Gagliardo seguì il consiglio e, per una settimana, fu introvabile. Naturalmente Joe e Nick si gettarono sulle sue tracce. E il primo a trovarlo fu Nick. Infatti, recatosi alla pensione, riuscì a intercettare una telefonata del Duca a Camillo.
« Dammi retta, vieni qua » gli disse Nick al telefono, « prima che Joe ti porti alla televisione. Se Joe ti obbliga a raddoppiare
io sono costretto ad ammazzarti. Hai capito? E questo non mi piace ».
Il Duca, che telefonava dal caffè di Anastasio, gli rispose che non ci pensava nemmeno ad andare da lui. E intanto non si accorgeva che dietro le sue spalle era comparso Joe.
« Senti, Duca », insistè Nick, « ho capito che fai lo smargiasso perché hai Joe dietro le spalle... Di’ la verità ».

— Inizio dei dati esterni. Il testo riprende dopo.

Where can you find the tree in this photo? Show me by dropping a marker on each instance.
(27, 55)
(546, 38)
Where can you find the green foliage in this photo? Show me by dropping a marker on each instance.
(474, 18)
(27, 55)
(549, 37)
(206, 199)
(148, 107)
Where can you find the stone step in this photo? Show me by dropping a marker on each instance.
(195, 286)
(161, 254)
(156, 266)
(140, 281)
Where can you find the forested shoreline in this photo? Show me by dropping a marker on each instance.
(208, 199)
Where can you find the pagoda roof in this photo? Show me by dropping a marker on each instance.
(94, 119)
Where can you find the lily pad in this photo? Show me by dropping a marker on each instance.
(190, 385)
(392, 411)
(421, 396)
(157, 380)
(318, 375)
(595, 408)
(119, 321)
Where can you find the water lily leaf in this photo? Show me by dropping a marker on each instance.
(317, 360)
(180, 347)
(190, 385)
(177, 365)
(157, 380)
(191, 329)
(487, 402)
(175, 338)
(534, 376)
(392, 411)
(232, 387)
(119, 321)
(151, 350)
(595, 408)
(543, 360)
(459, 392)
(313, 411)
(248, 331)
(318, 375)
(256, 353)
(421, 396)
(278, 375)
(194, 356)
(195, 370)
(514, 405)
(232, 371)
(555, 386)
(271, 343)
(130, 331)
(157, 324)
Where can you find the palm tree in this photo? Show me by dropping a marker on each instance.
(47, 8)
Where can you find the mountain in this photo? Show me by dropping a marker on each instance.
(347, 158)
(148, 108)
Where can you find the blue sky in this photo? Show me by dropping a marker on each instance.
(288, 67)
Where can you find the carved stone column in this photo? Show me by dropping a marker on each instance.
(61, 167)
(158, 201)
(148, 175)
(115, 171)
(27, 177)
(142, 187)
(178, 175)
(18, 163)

« Joe mi fa un baffo a torciglione, come dicono a Roma », sghignazzò il Duca, sempre inconsapevole della presenza del gangster. « Se mi capitasse davanti gli farei dare tanti schiaffi dal mio maggiordomo... ». In quel momento Joe gli batté sulla spalla. « Un momento signore », disse Gagliardo. « Mi lasci telefonare. Pronto, pronto... perché io non potrei mai sporcarmi le mani addosso a un rettile simile... ». Solo in quella si rese conto che l’uomo che gli stava vicino era proprio Joe e tentò di salvare la situazione. « Io parlavo di quell’altro Joe... Quello giapponese, quello che ha inventato il riso ».
« Lei sta parlando troppo, ha capito? », disse l’altro, chiudendo il telefono, e puntando una pistola alle reni del malcapitato gli ingiunse di seguirlo. Ma prima di uscire il Duca riuscì ad avvicinarsi a Elsa e a consegnarle un biglietto. Joe lo fece salire poi su una macchina che li aspettava fuori: a bordo c’era Hélène rammaricata per l’accaduto.
La macchina si era appena allontanata che Elsa corse fuori, seguita da Bruno.
« Ma è mio padre », esclamò la ragazza. « Bruno, quello è mio padre! ».
Joe condusse il Duca sino agli studi della televisione e lo costrinse a salire in palcoscenico.
« Ah, ecco il nostro eroe di "Lascia o raddoppia” », lo presentò Bongiorno al pubblico che gremiva la sala. « Lei sa che può entrare in cabina in compagnia di un esperto? ».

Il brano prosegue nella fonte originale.